How different the Red Sox outfield looks for 2007 depends on a good number of things, including whether or not the team gives serious consideration to trading Manny Ramirez, and deciding whether Coco Crisp and Wily Mo Pena are the guys they want patrolling the outfield in coming seasons.
The Rocky Mountain News’ Tracy Ringolsby writes this morning that the Red Sox remain focused on trying to pry All-Star outfielder Andruw Jones from the Atlanta Braves.
“But a first step is for the Red Sox to unload disappointing Coco Crisp and the three-year, $15.5 million extension he was given before playing his first game in Boston,” Ringolsby writes.
That's actually inaccurate, as the Sox and Crisp agreed on a three-year extension on April 13, the day after they placed him on the disabled list, at which time the outfielder had played five games.
[Edit: Oops. I'm actually the one who's inaccurate, as reader James Mazza points out: "The Red Sox opened with six games on the road this year. So your counterpart from the Rocky Mountain News was indeed accurate when he said that Coco got an extension 'before playing his first game 'in' Boston.' I thought a self-proclaimed grammarian would have paid attention to the words on the page." Right. Mea culpa, then.]
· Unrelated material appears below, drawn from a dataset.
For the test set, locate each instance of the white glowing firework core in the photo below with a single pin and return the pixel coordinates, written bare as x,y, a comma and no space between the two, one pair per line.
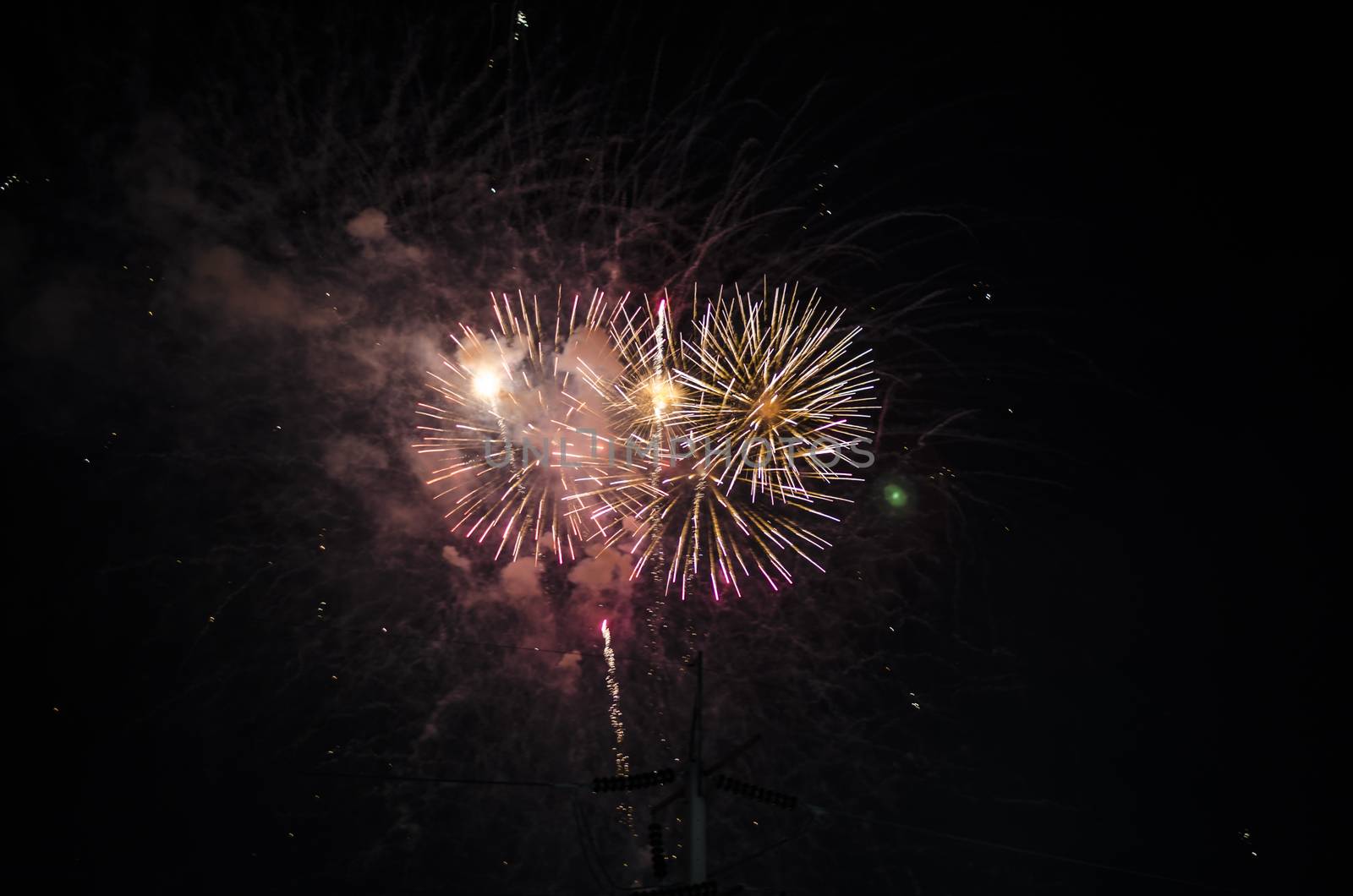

Crisp, who became a spokesperson for HP Hood yesterday, at a Fenway press conference apparently nobody cared to cover, might actually be a good fit in Colorado, where center field remains a priority for Rockies general manager Dan O’Dowd.
“O'Dowd wasn't about to reveal names,” writes the Denver Post’s Troy E. Renck, “but those who fit the profile include Boston's Coco Crisp, particularly if the Red Sox eat some of his contract.”
Eat some of his contract? Seriously? Let’s not take this suggestion too lightly as the assumption of some overzealous writer as you have to wonder if the Red Sox might have set a sort of precedent throughout baseball last winter, paying the Atlanta Braves for the services of Edgar Renteria. They signed Bronson Arroyo to a team-friendly deal, and somehow still ended up paying the Reds for him to win 14 games in the NL. There remains the possibility that Boston might have to eat plenty of dough this offseason in order for Matt Clement to pitch elsewhere as well.
Crisp’s deal though runs for three years at a grand total of $15.5 million (plus an $8 million club option for 2010) or about what O’Dowd once wasted on one year of what was the Denny Neagle disaster. That doesn’t exactly sound like the type of investment the Rockies would need help paying off.
So if the Rockies plan to negotiate a stipend for that kind of cash, imagine the headaches Theo Epstein is going to endure trying to trade more expensive chips like Clement this offseason. You pay for your mistakes. And then some, as the Red Sox may soon discover.